Consider a liquid flowing steadily through a horizontal capillary tube. Let v = `(V/t)` be the volume of the liquid flowing out per second through a capillary tube. It depends on (l) coefficient of viscosity `(eta)` of the liquid, (2) radius of the tube (r), and (3) the pressure gradient `(P/l)`
Then, `v propeta^(a)r^(b)(P/l)^(c)`
v = `keta^(a)r^(b)(P/l)^(c)` ...(1)
where, k is a dimensionless constant.
Therefore, `[v] = ("Volume")/("Time") = [L^(3)T^(-1)] , [(dp)/(dx)] = ("Pressure")/("Distance") = [ML^(-2)T^(-2)]`
`[eta]=[ML^(-1)T^(-1)]` and [r]=[L]
Substituting in equation (1)
`[L^(3)T^(-1)] = [ML^(-1)T^(-1)]^(a) [L]^(b) [ML^(-2)T^(-2)]^(c)`
`M^(0)L^(3)T^(-1) = M^(a+b)L^(-a+b-2c)T^(-a-2c)`
So, equating the powers of M, L and T on both sides, we get
a + c = 0, - a + b - 2c = 3, and - a - 2c = - 1
We have three unknowns a, b and c.

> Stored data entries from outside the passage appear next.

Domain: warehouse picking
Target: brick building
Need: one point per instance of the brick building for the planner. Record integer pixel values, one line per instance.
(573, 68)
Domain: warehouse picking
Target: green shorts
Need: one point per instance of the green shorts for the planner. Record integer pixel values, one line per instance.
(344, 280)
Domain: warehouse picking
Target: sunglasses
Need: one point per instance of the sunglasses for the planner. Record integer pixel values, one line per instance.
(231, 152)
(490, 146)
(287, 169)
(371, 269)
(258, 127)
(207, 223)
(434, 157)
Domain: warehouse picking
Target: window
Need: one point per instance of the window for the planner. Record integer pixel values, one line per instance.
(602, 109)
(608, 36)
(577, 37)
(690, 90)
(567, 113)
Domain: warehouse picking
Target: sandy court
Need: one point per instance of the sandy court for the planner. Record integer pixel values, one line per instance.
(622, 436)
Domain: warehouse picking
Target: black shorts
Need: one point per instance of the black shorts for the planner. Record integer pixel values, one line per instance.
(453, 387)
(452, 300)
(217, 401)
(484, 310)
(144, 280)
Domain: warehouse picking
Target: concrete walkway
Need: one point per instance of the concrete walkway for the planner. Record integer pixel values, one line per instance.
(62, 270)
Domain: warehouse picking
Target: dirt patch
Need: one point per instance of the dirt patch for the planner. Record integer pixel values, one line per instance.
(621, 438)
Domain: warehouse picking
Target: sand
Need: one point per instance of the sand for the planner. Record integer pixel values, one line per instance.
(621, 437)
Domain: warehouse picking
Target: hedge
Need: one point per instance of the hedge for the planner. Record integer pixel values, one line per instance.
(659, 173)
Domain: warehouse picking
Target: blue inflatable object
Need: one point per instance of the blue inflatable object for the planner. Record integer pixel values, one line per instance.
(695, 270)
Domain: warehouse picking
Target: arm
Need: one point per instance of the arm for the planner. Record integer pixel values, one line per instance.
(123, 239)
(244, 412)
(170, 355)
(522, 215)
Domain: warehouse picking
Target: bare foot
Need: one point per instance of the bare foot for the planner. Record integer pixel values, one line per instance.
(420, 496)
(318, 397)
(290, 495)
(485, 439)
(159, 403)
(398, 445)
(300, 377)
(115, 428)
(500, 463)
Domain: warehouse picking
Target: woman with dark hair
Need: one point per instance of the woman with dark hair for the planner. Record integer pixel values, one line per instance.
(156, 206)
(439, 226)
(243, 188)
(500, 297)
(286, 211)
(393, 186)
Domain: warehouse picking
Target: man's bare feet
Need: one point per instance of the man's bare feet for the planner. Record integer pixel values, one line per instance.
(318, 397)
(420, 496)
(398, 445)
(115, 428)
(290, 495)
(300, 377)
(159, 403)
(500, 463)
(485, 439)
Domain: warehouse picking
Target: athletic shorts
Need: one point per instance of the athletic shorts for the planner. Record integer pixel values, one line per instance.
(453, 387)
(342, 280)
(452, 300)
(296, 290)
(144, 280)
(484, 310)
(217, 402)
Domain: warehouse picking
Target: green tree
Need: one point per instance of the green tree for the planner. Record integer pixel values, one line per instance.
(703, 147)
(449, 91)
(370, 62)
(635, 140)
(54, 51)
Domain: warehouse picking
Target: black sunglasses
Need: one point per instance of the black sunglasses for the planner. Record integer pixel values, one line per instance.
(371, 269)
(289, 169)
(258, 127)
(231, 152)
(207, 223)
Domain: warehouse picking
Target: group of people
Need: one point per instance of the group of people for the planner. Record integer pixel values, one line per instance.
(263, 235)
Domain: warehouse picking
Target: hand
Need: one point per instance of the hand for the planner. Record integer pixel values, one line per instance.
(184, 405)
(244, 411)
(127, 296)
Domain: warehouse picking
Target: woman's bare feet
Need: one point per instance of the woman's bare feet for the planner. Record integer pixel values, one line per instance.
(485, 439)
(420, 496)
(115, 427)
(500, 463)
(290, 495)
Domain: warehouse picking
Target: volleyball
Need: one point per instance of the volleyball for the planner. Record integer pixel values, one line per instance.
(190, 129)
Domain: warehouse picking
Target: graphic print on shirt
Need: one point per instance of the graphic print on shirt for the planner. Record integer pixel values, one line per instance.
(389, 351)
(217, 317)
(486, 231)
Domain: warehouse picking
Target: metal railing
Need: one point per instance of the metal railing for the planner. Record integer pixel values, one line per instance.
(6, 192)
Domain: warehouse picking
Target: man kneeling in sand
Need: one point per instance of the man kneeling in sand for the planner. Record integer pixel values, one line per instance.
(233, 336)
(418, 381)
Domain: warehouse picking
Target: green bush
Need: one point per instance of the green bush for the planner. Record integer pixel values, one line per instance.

We have three equations, on solving, we get
a = -1, b = 4 and c = 1
Therefore, equation (1) becomes,
v = `keta^(-1) r^(4) ((P)/(l))^(1)`
Experimentally, the value of k is shown to be `pi/8` we have
`v = (pir^(4)P)/(8etal)`
The above equation is known as Poiseuille.s equation for the flow of liquid through a narrow tube or a capillary tube. This relation holds good for the fluids whose velocities are lesser than the critical velocity `(v_(c))`.